Intratumoral and peritumoral radiomics based on multi-parametric magnetic resonance imaging for predicting microsatellite instability in endometrial cancer.
Authors
Affiliations (1)
Affiliations (1)
- The First Affiliated Hospital, Shihezi University, Medical Imaging Center, Shihezi, China.
Abstract
This study aimed to evaluate the utility of intratumoral and peritumoral radiomics derived from multi-parametric magnetic resonance imaging for predicting microsatellite instability (MSI) in endometrial cancer (EC). We retrospectively analyzed 161 patients with pathologically confirmed EC, assigning them to a training (n = 112) and a test cohort (n = 49) at a 7:3 ratio, and collected their full clinical and imaging data. We manually delineated regions of interest on axial T2-weighted imaging (T2WI), diffusion-weighted imaging (DWI), and dynamic contrast-enhanced (CE) T1-weighted imaging sequences, expanding them by 3, 5, and 7 mm to define peritumoral regions. We then extracted and selected radiomic features from both intratumoral and peritumoral areas. Using six machine learning algorithms, we developed separate radiomics models and assessed their performance via the area under the receiver operating characteristic curve (AUC). To complete the evaluation, we compared statistical differences using the DeLong test and generated calibration curves to verify predictive accuracy. Clinical characteristics exhibited no significant correlation with MSI status.

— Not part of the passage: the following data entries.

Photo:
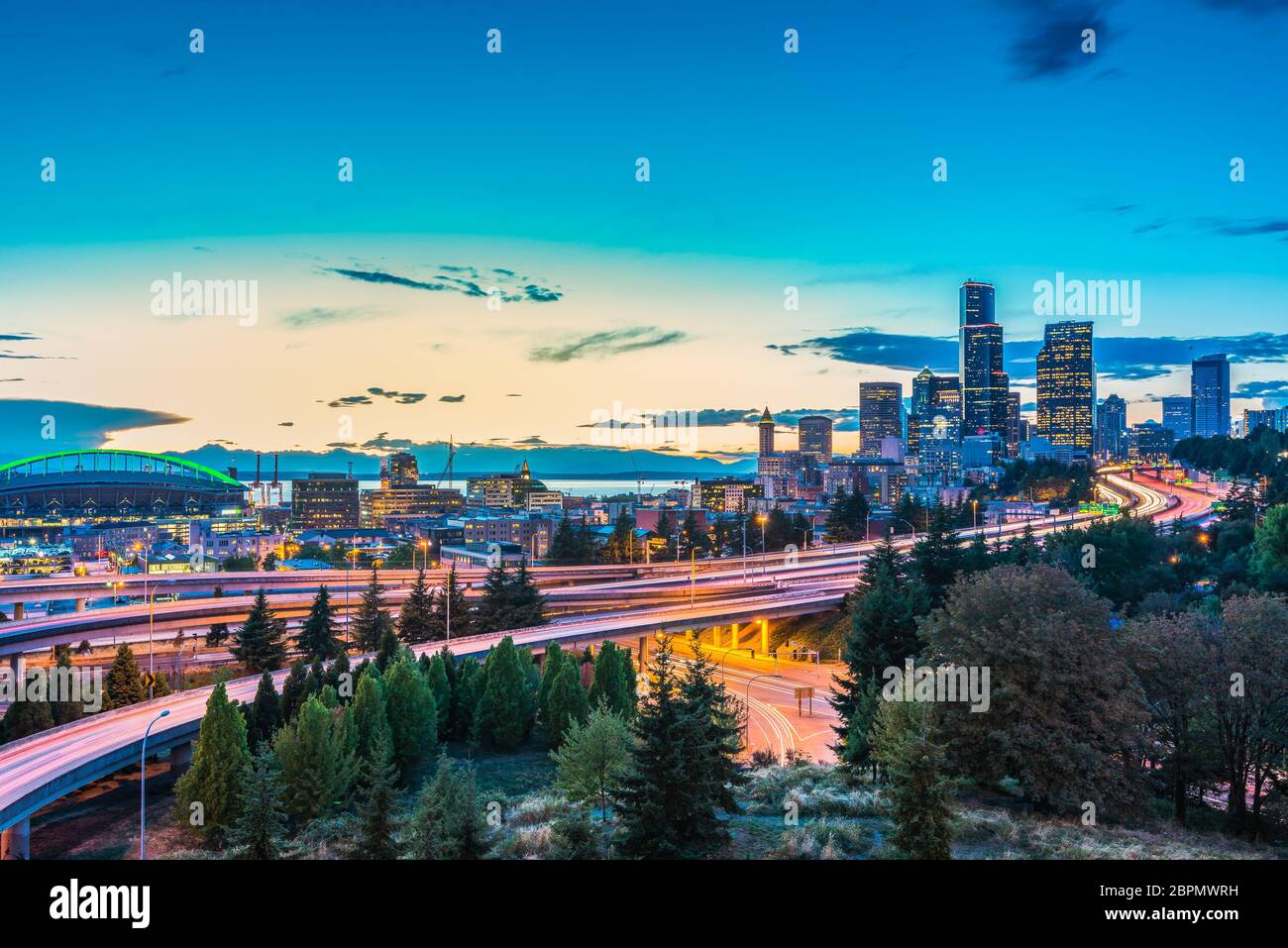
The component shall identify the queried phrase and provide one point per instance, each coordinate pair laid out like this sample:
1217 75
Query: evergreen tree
317 759
505 710
261 822
259 643
593 759
378 802
936 557
67 710
218 633
124 683
665 809
412 716
918 792
550 666
372 621
219 763
441 686
884 613
317 638
292 691
449 822
416 617
266 714
567 702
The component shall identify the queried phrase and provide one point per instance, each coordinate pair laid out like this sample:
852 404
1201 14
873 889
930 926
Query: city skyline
373 327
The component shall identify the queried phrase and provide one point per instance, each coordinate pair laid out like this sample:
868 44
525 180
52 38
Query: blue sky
767 170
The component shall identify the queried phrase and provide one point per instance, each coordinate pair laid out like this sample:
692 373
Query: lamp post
143 785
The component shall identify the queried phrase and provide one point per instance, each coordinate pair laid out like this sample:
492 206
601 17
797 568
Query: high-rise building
326 501
1179 415
1112 429
879 415
1067 385
1013 424
1210 388
767 433
814 433
399 471
984 384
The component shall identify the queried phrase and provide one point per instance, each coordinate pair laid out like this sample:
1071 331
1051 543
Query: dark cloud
397 397
608 343
469 282
1048 37
1117 357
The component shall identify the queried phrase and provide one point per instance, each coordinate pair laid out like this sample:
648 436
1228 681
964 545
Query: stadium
115 484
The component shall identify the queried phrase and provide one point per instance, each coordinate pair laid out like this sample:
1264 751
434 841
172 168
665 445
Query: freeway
39 769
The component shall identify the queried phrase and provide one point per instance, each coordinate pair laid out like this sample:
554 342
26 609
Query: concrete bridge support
16 841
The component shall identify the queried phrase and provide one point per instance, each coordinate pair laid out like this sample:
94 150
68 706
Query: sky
496 272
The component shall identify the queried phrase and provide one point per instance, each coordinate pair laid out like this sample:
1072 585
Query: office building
1112 429
815 438
984 382
1210 389
1067 385
326 501
880 404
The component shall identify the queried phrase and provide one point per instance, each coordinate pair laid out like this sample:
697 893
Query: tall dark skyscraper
880 403
984 384
1112 429
814 433
1210 388
1179 415
767 433
1067 385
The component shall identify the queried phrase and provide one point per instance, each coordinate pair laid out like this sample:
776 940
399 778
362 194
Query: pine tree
261 820
441 686
505 708
67 710
259 643
449 822
292 691
416 617
936 557
218 633
412 716
918 792
124 683
266 714
567 702
593 759
317 638
664 794
378 802
884 613
550 666
219 763
372 621
317 760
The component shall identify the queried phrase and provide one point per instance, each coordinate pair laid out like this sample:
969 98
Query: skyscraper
879 415
1067 385
815 438
1179 415
767 433
984 384
1210 388
1112 429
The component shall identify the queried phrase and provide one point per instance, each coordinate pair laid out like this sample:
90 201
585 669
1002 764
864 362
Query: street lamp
143 784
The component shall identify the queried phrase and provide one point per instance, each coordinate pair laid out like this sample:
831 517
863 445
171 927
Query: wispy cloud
608 343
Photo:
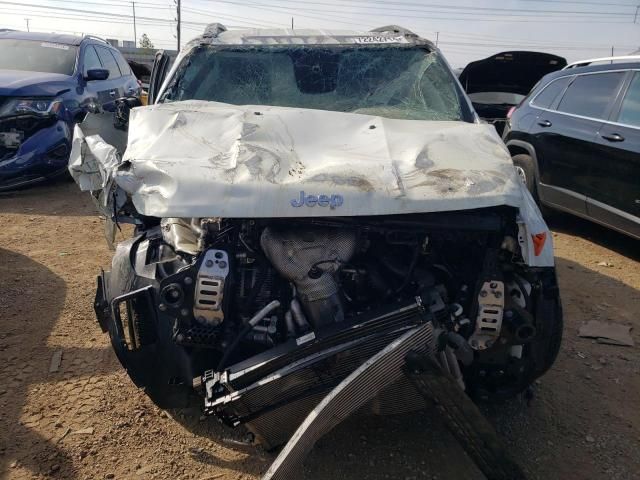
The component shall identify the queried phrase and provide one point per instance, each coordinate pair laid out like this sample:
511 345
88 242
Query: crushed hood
203 159
509 72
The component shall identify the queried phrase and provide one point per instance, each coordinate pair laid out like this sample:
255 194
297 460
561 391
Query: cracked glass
390 81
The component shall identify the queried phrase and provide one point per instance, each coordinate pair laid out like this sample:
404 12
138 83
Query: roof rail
584 63
213 30
93 37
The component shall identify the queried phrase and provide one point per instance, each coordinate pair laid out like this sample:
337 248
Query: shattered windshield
395 82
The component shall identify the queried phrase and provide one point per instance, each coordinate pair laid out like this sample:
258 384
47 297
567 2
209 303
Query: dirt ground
88 421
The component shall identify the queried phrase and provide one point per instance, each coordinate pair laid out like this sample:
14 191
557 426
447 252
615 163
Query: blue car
48 82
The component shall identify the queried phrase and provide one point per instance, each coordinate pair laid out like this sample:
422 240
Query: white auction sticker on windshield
59 46
379 39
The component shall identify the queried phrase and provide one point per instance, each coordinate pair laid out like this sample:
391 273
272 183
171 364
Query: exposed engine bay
263 316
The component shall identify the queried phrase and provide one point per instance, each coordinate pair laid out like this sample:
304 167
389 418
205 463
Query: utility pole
135 33
178 19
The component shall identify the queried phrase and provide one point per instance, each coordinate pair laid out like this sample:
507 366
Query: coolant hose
253 321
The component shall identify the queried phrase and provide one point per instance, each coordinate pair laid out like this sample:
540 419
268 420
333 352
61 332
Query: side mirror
97 74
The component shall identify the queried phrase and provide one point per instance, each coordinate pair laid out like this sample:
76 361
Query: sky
465 30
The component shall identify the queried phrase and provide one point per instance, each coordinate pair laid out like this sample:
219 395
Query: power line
448 9
341 15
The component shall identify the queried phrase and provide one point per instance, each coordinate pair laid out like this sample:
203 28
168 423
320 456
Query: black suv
575 141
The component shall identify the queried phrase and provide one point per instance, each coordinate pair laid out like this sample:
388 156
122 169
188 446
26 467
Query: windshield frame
467 113
74 48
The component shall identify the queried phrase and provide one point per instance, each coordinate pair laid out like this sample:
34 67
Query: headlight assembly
38 106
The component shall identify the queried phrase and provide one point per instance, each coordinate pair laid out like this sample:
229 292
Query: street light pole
135 33
178 36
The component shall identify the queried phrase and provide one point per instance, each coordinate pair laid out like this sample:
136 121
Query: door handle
614 137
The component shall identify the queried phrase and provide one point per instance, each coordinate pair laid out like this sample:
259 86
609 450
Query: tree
144 41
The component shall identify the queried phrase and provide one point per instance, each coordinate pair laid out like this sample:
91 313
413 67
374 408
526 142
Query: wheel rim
521 175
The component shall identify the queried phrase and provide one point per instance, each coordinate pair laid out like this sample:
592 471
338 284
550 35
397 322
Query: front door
566 138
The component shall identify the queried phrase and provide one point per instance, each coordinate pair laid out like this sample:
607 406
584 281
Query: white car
302 199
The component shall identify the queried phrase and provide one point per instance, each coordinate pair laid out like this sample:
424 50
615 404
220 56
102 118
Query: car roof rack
93 37
584 63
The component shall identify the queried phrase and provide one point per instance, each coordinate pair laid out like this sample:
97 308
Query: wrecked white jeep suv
301 199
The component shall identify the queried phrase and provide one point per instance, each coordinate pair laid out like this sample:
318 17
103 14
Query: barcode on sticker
305 338
379 39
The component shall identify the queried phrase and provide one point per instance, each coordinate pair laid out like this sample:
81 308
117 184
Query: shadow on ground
605 237
63 198
31 302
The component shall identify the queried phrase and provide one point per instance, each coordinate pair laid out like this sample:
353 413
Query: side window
109 62
549 93
630 110
91 60
122 63
590 95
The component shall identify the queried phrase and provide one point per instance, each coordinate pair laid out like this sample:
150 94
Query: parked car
575 141
500 82
47 84
302 199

In single-sequence analysis, the CE model demonstrated the highest performance (training AUC: 0.912; test AUC: 0.856). The multi-parametric model (T2WI + DWI + CE) outperformed single-sequence models, achieving AUCs of 0.934 and 0.914 in the training and test cohorts, respectively. Peritumoral radiomics independently showed robust predictive value; specifically, the model derived from 3 mm peritumoral features (across DWI) yielded a training AUC of 0.898 and a test AUC of 0.790. Notably, the integration of intratumoral and peritumoral features maximized predictive accuracy. The final model, combining optimal intratumoral features (T2WI + DWI + CE) with 3 mm peritumoral DWI features, achieved the best performance with a remarkable AUC of 0.998 in the test cohort. Peritumoral radiomics possesses strong independent predictive value and significantly enhances the performance of intratumoral models. The integration of intratumoral and peritumoral radiomics offers a precise, non-invasive method for preoperative MSI prediction, serving as a valuable tool to facilitate clinical decision-making. This study establishes a reliable, non-invasive radiomics approach for the preoperative assessment of MSI status.